Pump and dump vampires will expect to be placed on the S1 with their free trading shares in tact even before you’ve closed the deal with a contract and in most cases they’ve never actually revealed their IR strategy that is supposed to create the market for your new public company or turnaround the public perception of your struggling public entity.

You’ll ask them for specifics and they’ll beat around the bush, never giving a straight answer. The contract will be a boilerplate template that does nothing but secure their shares in your company.

Keep in mind, the P & D Vampire will be personable. They will be that breath of fresh air that seems to bring order to the otherwise chaotic process of the public process. You’ll be soothed to sleep at night as you recollect the days conversation with your new buddy and how his process is going to miraculously take your .05 cent share price to $1.85 in 30 days.

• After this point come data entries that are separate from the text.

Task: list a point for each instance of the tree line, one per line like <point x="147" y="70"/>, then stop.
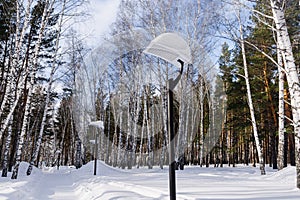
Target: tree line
<point x="246" y="110"/>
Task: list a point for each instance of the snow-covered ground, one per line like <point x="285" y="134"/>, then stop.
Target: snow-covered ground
<point x="113" y="183"/>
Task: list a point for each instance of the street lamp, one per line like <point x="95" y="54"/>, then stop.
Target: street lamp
<point x="174" y="49"/>
<point x="97" y="124"/>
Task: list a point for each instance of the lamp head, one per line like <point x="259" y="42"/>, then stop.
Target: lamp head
<point x="170" y="47"/>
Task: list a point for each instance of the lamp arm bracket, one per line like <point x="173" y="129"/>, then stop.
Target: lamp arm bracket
<point x="173" y="83"/>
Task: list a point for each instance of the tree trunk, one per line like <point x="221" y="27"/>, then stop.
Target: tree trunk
<point x="49" y="87"/>
<point x="249" y="97"/>
<point x="280" y="156"/>
<point x="291" y="73"/>
<point x="7" y="149"/>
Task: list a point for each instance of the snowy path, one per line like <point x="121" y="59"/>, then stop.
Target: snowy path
<point x="113" y="183"/>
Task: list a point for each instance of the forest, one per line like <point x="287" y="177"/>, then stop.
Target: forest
<point x="238" y="102"/>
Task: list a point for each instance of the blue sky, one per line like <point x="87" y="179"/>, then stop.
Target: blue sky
<point x="103" y="13"/>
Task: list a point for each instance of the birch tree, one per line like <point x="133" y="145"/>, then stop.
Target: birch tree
<point x="291" y="73"/>
<point x="45" y="19"/>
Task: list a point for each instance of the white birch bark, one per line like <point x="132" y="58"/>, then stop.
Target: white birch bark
<point x="249" y="98"/>
<point x="280" y="156"/>
<point x="7" y="148"/>
<point x="19" y="38"/>
<point x="44" y="21"/>
<point x="49" y="87"/>
<point x="201" y="138"/>
<point x="291" y="73"/>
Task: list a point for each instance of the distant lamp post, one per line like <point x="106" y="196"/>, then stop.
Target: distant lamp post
<point x="174" y="49"/>
<point x="96" y="124"/>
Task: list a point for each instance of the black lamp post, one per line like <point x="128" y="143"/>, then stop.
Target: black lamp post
<point x="172" y="48"/>
<point x="96" y="124"/>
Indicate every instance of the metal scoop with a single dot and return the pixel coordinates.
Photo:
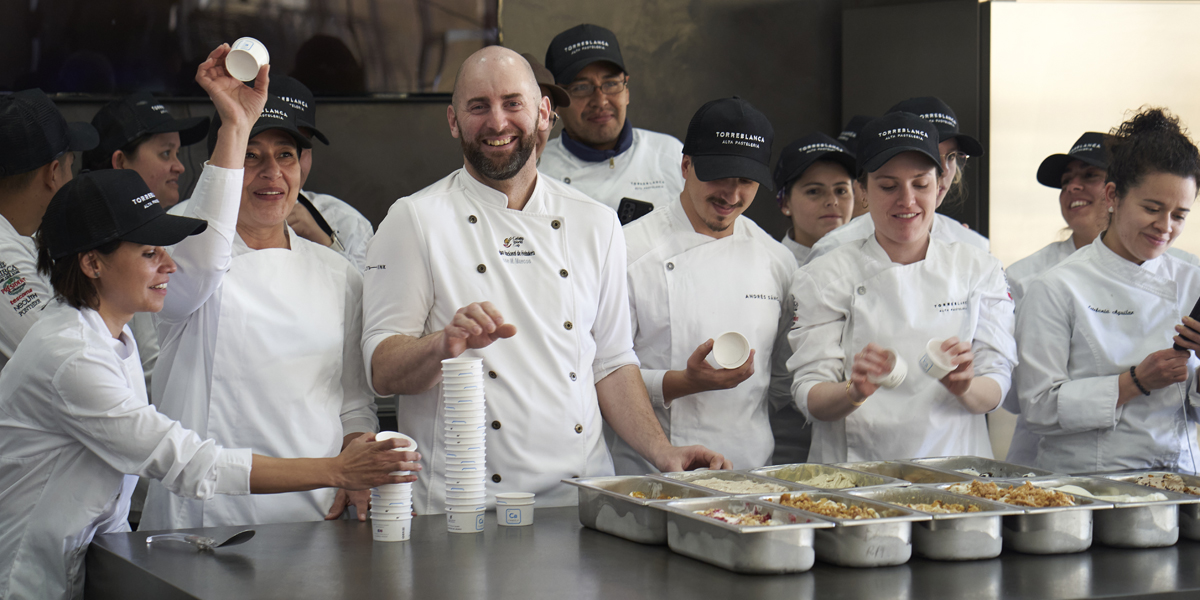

But after the contracts are signed, the equity is legally distributed and the process is supposed to begin, your new friend will be hard to reach on the phone and when you get them on the phone they’ll say things like, “I never agreed to this…” or “it’s going to take time” or “just be patient” and then when they are just about to lower the hammer they’ll begin to put the failure of the campaign on you by saying things like, “your company needs to announce an acquisition” (even though your company is only 30 days into its public existence) or “you need to restructure your management and we’ll put out press releases about it” on and on.

Be careful out there. Your best bet for real and absolute Investor Relations strategies is to go back to the consultant that helped you facilitate the structuring and going public process. If you didn’t have a consultant take you through the process, most likely, that is your problem right there.

You can’t possibly navigate your way through this turbulent industry of con artists and legal red tape on your own. Find a professional that can bring in his contact base and strategic relationships so that you don’t lose time, money and eventually your company.